Engineering and technology
- Video communications
- Image and language processing
- Pattern recognition and neural networks
- Analogue and digital signal processing
Imagine a video of Zelenskyy on the internet in which he makes false statements. This would have devastating consequences, yet it could be fake. Is it really the President, or is it a fake? This proposal aims to answer this question. To detect manipulation, we exploit “compression history fingerprints”. This concept considers that fake regions typically underwent a different amount of compression steps, e.g., if a fake face was added to a video, then real regions are compressed twice, while fake regions are compressed once. Hence, manipulations are revealed by detecting inconsistencies in the traces of compression. Especially the last video compression step has the potential to reveal more information about the video’s origin than what is retrieved in the state of the art.
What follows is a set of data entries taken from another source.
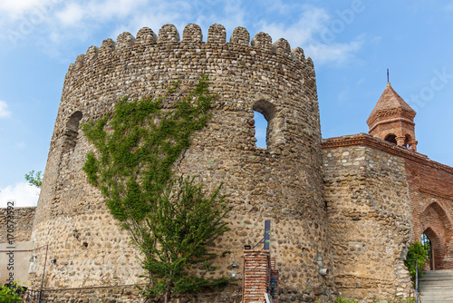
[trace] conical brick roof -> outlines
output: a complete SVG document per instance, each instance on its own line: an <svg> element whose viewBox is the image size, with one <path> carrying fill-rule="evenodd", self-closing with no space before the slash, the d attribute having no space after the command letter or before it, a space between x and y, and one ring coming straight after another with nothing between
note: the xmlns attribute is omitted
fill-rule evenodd
<svg viewBox="0 0 453 303"><path fill-rule="evenodd" d="M381 98L379 98L378 103L376 103L376 106L374 106L374 109L370 114L368 120L371 121L371 118L379 112L390 111L399 108L408 111L414 116L416 114L416 112L412 110L412 108L398 94L398 93L393 90L390 83L388 83L384 92L381 95Z"/></svg>

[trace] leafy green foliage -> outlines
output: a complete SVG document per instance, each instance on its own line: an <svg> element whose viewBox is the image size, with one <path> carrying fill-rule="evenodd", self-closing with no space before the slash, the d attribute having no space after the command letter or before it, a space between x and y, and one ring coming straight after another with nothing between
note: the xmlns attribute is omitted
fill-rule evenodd
<svg viewBox="0 0 453 303"><path fill-rule="evenodd" d="M173 83L155 99L125 97L112 113L82 125L96 148L83 166L88 181L99 187L113 217L143 253L149 279L145 294L164 294L166 302L172 292L227 281L214 279L211 261L217 255L207 251L228 230L223 219L229 210L218 197L220 187L206 198L193 179L172 178L190 136L207 125L216 96L209 93L206 75L186 96L177 94L178 86ZM190 274L199 263L204 269Z"/></svg>
<svg viewBox="0 0 453 303"><path fill-rule="evenodd" d="M164 99L170 99L178 85L173 83L157 100L130 102L125 97L112 114L82 126L100 154L88 153L83 170L120 221L140 221L151 210L152 201L172 176L173 163L190 145L190 135L207 124L215 98L208 92L207 77L200 78L173 110L164 110Z"/></svg>
<svg viewBox="0 0 453 303"><path fill-rule="evenodd" d="M0 303L22 302L22 298L17 293L16 289L14 289L14 287L22 289L22 288L17 285L17 282L14 282L13 284L13 287L0 287Z"/></svg>
<svg viewBox="0 0 453 303"><path fill-rule="evenodd" d="M419 263L419 277L421 277L423 275L423 272L421 272L421 269L426 264L428 255L429 251L425 249L425 248L419 241L415 241L409 247L408 255L406 257L406 260L404 261L404 265L406 265L406 267L408 268L412 279L415 279L416 260Z"/></svg>
<svg viewBox="0 0 453 303"><path fill-rule="evenodd" d="M25 173L25 181L31 186L41 188L41 186L43 185L43 171L40 171L36 172L36 176L34 176L34 171L32 171L29 173Z"/></svg>
<svg viewBox="0 0 453 303"><path fill-rule="evenodd" d="M143 268L153 273L153 286L148 292L165 293L169 285L178 293L198 292L202 288L226 284L226 278L206 277L217 269L211 261L217 257L207 247L229 230L223 220L229 209L223 197L217 201L220 188L207 199L194 179L185 180L178 190L174 190L174 181L170 184L173 186L159 198L156 210L146 218L150 231L146 241L159 243L146 246L150 248L151 258L143 262ZM200 276L188 271L196 264L204 269Z"/></svg>

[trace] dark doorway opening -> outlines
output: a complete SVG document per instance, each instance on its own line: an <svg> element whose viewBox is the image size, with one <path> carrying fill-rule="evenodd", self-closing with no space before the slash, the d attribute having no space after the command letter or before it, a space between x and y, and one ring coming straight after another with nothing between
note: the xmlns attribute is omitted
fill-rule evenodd
<svg viewBox="0 0 453 303"><path fill-rule="evenodd" d="M421 234L421 245L428 250L428 258L429 259L429 270L434 270L434 251L431 239L427 234Z"/></svg>

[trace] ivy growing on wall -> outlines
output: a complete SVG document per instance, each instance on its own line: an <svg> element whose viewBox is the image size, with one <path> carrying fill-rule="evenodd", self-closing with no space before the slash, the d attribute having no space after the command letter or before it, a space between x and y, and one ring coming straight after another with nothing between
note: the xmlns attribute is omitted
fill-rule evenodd
<svg viewBox="0 0 453 303"><path fill-rule="evenodd" d="M210 117L208 81L203 75L193 90L181 95L172 83L158 98L121 99L112 113L82 125L96 148L87 154L83 171L97 186L109 210L143 253L142 268L149 284L147 295L199 290L226 283L207 272L217 257L207 246L228 230L223 220L229 211L220 187L205 197L193 178L177 181L173 168L191 135ZM203 263L205 272L190 274Z"/></svg>

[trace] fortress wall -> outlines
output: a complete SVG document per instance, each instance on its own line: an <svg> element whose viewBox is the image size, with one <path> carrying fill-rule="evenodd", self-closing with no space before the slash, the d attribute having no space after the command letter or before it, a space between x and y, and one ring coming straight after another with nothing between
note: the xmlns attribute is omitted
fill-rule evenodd
<svg viewBox="0 0 453 303"><path fill-rule="evenodd" d="M30 240L35 207L0 209L0 285L28 282L34 243Z"/></svg>
<svg viewBox="0 0 453 303"><path fill-rule="evenodd" d="M173 25L164 25L159 37L145 28L136 38L125 33L116 44L108 39L99 49L92 46L71 64L33 234L35 245L48 244L50 258L57 259L48 267L44 288L140 282L129 236L118 230L101 193L82 171L92 147L77 124L79 119L86 122L112 111L124 95L159 95L177 79L183 94L202 73L218 98L208 125L194 136L175 169L177 175L198 176L207 191L224 182L221 193L233 208L227 218L231 230L216 249L232 254L219 261L219 273L241 279L241 269L231 264L242 269L244 245L258 242L265 220L270 219L281 299L302 299L315 288L333 287L332 276L318 274L321 265L333 265L311 59L300 48L291 50L284 39L272 44L263 33L249 44L248 33L240 27L230 43L219 24L210 27L207 42L201 36L195 24L186 26L182 41ZM254 109L269 122L266 149L255 146ZM74 228L79 238L72 236ZM42 260L38 258L36 284Z"/></svg>
<svg viewBox="0 0 453 303"><path fill-rule="evenodd" d="M453 168L430 160L406 161L411 201L411 241L425 232L433 245L435 269L453 269ZM429 267L428 267L429 268Z"/></svg>
<svg viewBox="0 0 453 303"><path fill-rule="evenodd" d="M337 290L362 299L408 296L403 259L411 227L404 160L366 146L326 143L324 193Z"/></svg>

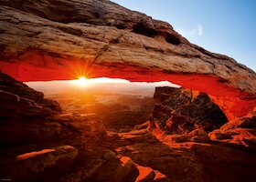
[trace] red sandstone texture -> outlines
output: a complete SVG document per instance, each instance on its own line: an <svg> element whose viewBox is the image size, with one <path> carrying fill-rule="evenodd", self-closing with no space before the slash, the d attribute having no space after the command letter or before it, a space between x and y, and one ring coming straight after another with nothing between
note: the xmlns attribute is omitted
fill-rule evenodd
<svg viewBox="0 0 256 182"><path fill-rule="evenodd" d="M190 44L167 23L110 1L6 0L0 5L0 69L20 81L80 75L167 80L208 93L229 119L255 109L252 70Z"/></svg>

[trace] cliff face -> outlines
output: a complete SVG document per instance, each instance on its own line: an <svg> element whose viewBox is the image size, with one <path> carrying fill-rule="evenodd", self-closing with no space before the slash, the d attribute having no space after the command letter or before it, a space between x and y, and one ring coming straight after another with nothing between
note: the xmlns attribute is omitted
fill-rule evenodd
<svg viewBox="0 0 256 182"><path fill-rule="evenodd" d="M42 93L3 73L0 83L2 179L31 182L255 179L253 112L249 117L226 123L209 134L196 129L177 135L179 130L175 132L172 128L170 132L175 135L165 133L158 137L155 134L159 128L148 123L128 133L115 133L106 131L97 117L62 113L57 102L44 99ZM176 112L186 109L187 114L183 114L192 123L197 118L200 121L197 125L203 126L220 125L218 119L215 123L203 119L204 115L212 119L208 115L217 109L205 95L191 96L190 90L157 88L155 99ZM197 109L193 108L194 102L198 101L206 108L200 104ZM179 105L174 106L174 102ZM187 127L187 131L191 128Z"/></svg>
<svg viewBox="0 0 256 182"><path fill-rule="evenodd" d="M18 80L167 80L208 93L229 119L255 107L252 70L110 1L2 0L0 16L0 69Z"/></svg>
<svg viewBox="0 0 256 182"><path fill-rule="evenodd" d="M156 87L157 104L151 122L166 134L185 134L197 128L212 131L228 122L207 94L184 88Z"/></svg>

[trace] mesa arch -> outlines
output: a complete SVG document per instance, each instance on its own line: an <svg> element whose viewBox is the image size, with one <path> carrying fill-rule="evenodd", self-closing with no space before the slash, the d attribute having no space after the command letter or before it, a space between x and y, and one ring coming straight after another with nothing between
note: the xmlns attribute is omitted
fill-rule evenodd
<svg viewBox="0 0 256 182"><path fill-rule="evenodd" d="M0 2L0 69L16 79L167 80L208 93L229 120L255 110L256 74L167 23L107 0L17 2Z"/></svg>

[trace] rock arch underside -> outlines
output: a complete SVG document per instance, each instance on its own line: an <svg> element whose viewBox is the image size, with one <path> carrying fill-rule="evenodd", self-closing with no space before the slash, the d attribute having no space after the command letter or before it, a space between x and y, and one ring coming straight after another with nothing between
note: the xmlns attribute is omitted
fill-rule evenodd
<svg viewBox="0 0 256 182"><path fill-rule="evenodd" d="M255 72L168 23L108 0L0 0L0 70L1 180L255 180ZM156 88L148 121L115 132L22 83L80 76L184 88Z"/></svg>

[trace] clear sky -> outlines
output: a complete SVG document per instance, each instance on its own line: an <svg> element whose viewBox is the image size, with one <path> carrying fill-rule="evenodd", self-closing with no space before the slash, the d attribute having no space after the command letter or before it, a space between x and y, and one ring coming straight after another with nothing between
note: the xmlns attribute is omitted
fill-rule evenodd
<svg viewBox="0 0 256 182"><path fill-rule="evenodd" d="M170 23L191 43L256 72L256 0L112 0Z"/></svg>

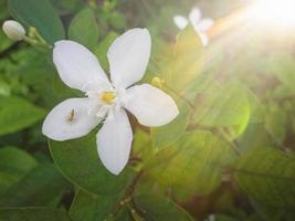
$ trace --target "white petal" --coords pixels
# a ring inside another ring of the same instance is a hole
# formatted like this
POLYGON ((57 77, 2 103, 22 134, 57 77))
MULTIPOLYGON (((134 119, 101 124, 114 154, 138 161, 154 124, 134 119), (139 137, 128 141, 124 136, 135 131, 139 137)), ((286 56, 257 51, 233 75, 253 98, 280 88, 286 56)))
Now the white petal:
POLYGON ((109 85, 96 56, 76 42, 55 42, 53 62, 62 81, 72 88, 88 92, 109 85))
POLYGON ((95 113, 96 105, 88 98, 65 99, 49 113, 42 133, 59 141, 83 137, 99 124, 95 113))
POLYGON ((185 29, 189 23, 188 19, 182 15, 175 15, 173 21, 177 28, 180 30, 185 29))
POLYGON ((203 19, 198 23, 197 29, 199 31, 207 32, 213 25, 213 23, 214 21, 212 19, 203 19))
POLYGON ((208 35, 207 35, 206 33, 202 33, 202 32, 199 32, 199 35, 200 35, 200 38, 201 38, 201 41, 202 41, 203 45, 207 46, 208 43, 209 43, 209 38, 208 38, 208 35))
POLYGON ((126 112, 120 108, 107 118, 96 136, 98 156, 104 166, 118 175, 128 162, 133 130, 126 112))
POLYGON ((189 14, 189 20, 191 23, 198 23, 201 19, 201 10, 197 7, 192 8, 192 10, 190 11, 190 14, 189 14))
POLYGON ((149 84, 127 90, 125 107, 145 126, 157 127, 170 123, 178 115, 175 101, 149 84))
POLYGON ((113 42, 107 57, 115 87, 126 88, 143 78, 150 48, 150 34, 146 29, 131 29, 113 42))

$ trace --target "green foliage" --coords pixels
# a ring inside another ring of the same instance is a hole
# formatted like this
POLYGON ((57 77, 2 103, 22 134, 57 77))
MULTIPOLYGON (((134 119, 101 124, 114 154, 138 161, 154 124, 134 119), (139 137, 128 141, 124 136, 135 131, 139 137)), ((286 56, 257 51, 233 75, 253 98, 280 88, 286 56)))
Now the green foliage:
POLYGON ((0 194, 35 166, 35 159, 25 151, 15 147, 2 147, 0 149, 0 194))
POLYGON ((234 181, 247 194, 273 207, 294 208, 295 158, 274 148, 246 152, 234 169, 234 181))
POLYGON ((27 27, 34 27, 51 44, 64 39, 64 28, 49 0, 9 0, 12 15, 27 27))
POLYGON ((95 136, 71 141, 50 141, 54 162, 72 182, 82 189, 103 196, 120 193, 133 173, 126 169, 119 176, 109 173, 98 159, 95 136))
POLYGON ((226 164, 234 158, 232 147, 200 130, 183 135, 172 147, 159 151, 150 171, 181 198, 208 194, 219 187, 226 164))
POLYGON ((33 168, 12 185, 0 199, 1 207, 38 207, 60 200, 67 182, 52 164, 33 168))
POLYGON ((71 218, 73 221, 107 220, 114 217, 113 211, 118 208, 119 197, 103 197, 80 190, 71 206, 71 218))
MULTIPOLYGON (((204 18, 219 18, 241 2, 198 7, 204 18)), ((29 38, 13 42, 0 31, 0 221, 295 220, 294 38, 273 27, 232 29, 221 18, 204 46, 191 24, 179 31, 173 23, 194 4, 0 0, 0 20, 20 21, 29 38), (85 96, 61 81, 54 42, 87 46, 109 75, 108 48, 135 27, 152 39, 141 83, 157 76, 180 113, 155 128, 128 114, 133 148, 114 176, 97 155, 104 122, 66 141, 46 140, 41 124, 60 102, 85 96)))
POLYGON ((20 97, 0 97, 0 135, 29 127, 44 117, 44 110, 20 97))
POLYGON ((156 149, 161 149, 172 145, 186 133, 189 125, 191 109, 185 102, 178 103, 178 108, 180 114, 173 122, 162 127, 150 129, 152 146, 156 149))
POLYGON ((69 28, 69 38, 89 49, 97 44, 99 31, 96 23, 95 11, 91 8, 81 10, 72 20, 69 28))
POLYGON ((65 210, 53 208, 10 208, 0 209, 1 221, 70 221, 65 210))
POLYGON ((165 221, 179 220, 192 221, 193 219, 180 207, 169 199, 152 194, 141 194, 135 197, 135 203, 145 220, 165 221))

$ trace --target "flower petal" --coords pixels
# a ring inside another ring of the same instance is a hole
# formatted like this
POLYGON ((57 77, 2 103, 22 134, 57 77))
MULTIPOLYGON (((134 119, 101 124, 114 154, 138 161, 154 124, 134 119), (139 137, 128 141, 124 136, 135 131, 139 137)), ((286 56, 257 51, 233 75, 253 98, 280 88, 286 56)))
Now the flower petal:
POLYGON ((95 103, 88 98, 65 99, 46 116, 42 133, 59 141, 83 137, 99 124, 95 113, 95 103))
POLYGON ((194 7, 189 13, 189 20, 191 23, 198 23, 201 19, 202 12, 199 8, 194 7))
POLYGON ((188 19, 182 15, 175 15, 173 21, 175 21, 176 27, 180 30, 185 29, 189 23, 188 19))
POLYGON ((207 32, 213 25, 213 23, 214 21, 212 19, 203 19, 198 23, 197 29, 199 31, 207 32))
POLYGON ((76 42, 55 42, 53 62, 62 81, 72 88, 88 92, 109 85, 96 56, 76 42))
POLYGON ((127 90, 125 107, 141 125, 148 127, 166 125, 179 113, 175 101, 168 94, 149 84, 127 90))
POLYGON ((98 156, 104 166, 118 175, 128 162, 133 130, 126 112, 120 108, 107 118, 96 136, 98 156))
POLYGON ((146 72, 151 40, 147 29, 131 29, 110 45, 107 57, 115 87, 128 87, 140 81, 146 72))

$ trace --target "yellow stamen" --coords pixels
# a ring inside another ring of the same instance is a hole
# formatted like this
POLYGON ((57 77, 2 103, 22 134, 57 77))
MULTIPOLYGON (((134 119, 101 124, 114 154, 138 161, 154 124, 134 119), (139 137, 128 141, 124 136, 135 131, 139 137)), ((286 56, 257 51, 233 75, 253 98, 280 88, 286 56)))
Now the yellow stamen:
POLYGON ((101 99, 108 105, 113 104, 115 98, 116 98, 115 92, 104 92, 101 96, 101 99))

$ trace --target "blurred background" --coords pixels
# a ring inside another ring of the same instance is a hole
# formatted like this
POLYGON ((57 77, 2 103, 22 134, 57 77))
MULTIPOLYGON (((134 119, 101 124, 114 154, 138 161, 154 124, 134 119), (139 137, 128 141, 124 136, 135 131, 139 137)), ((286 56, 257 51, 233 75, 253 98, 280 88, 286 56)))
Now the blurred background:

In this project, we propose a video range decoder that not only decodes the last compression step, but also provides the range of values in which the encoded video sample values are located. We envision to overcome the two main limitations of the state of the art: lack of generalization and robustness. First, the proposal is not limited to a single type of forgery, but generalizes to forgeries found in the wild. Second, better robustness against recompression attacks is achieved by using a variety of strategies, namely the new video range decoder, deep and multi-task learning. Our research demonstrated great robustness in compression artifacts, which indicates a high potential for the proposed approach.